The Carbon Bubble And Divestment

I wrote a little about the carbon bubble in a previous post. But here’s a recap:

The “carbon bubble” (also known as “stranded carbon assets”) is based on the idea that the price of fossil fuel stocks are artificially inflated because fossil fuel corporations are planning to extract all of their carbon reserves. However, those reserves amount to five times more than what the planet can handle if the world is stay under 2 degrees Celsius of warming. When the world comes to this realization and begins the transition to renewable energy, the values of these fossil fuel stocks will decrease, and all of that carbon will be “stranded” underground. Since 20-30% of the average portfolio is comprised of fossil fuel stocks, this devaluation could cause a major hit to returns.

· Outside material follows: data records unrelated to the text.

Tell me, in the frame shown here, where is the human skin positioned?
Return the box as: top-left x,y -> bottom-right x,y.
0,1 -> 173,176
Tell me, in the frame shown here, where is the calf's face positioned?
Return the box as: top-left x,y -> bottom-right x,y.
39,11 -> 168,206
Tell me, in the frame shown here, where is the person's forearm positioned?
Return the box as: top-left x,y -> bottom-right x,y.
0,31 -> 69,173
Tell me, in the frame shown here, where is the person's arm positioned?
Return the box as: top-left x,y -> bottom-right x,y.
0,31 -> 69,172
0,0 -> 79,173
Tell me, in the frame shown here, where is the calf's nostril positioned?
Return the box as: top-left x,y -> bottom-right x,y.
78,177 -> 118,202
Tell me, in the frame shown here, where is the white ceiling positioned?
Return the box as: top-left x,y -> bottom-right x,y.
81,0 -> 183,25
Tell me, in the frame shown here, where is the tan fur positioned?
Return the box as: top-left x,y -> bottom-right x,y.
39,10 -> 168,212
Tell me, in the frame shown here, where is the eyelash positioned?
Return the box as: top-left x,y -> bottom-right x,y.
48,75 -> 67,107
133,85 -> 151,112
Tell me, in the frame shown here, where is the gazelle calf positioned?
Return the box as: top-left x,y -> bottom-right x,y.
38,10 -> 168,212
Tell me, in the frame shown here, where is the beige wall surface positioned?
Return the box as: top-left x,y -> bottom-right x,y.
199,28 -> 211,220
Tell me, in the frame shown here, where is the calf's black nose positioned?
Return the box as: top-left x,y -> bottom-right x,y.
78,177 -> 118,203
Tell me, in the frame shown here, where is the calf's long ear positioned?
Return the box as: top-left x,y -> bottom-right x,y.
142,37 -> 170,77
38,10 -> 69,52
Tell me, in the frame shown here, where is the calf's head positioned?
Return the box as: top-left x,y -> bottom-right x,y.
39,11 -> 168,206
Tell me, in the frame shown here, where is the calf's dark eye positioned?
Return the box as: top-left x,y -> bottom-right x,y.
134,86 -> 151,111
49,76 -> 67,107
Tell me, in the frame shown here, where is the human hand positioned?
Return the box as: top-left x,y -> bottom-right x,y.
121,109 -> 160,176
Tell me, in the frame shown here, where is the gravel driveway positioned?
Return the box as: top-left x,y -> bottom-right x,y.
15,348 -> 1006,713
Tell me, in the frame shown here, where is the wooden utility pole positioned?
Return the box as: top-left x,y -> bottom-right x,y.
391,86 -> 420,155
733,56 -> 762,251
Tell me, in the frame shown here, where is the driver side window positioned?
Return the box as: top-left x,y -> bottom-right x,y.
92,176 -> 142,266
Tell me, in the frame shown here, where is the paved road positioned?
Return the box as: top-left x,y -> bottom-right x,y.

This is one of the most compelling economic arguments for fossil fuel divestment.

That is why The Guardian yesterday ran a story entitled “Carbon bubble will plunge the world into another financial crisis” on their front page. You should definitely read this story. It verifies the validity of the fossil fuel divestment campaign. For example, this sentence specifically cites the top 200 companies that we are targeting with divestment campaigns:

“HSBC warned that 40-60% of the market capitalisation of oil and gas companies was at risk from the carbon bubble, with the top 200 fossil fuel companies alone having a current value of $4tn, along with $1.5tn debt.”

It also shows that this is a serious discussion. The movement is about broad inclusion and making these issues mainstream.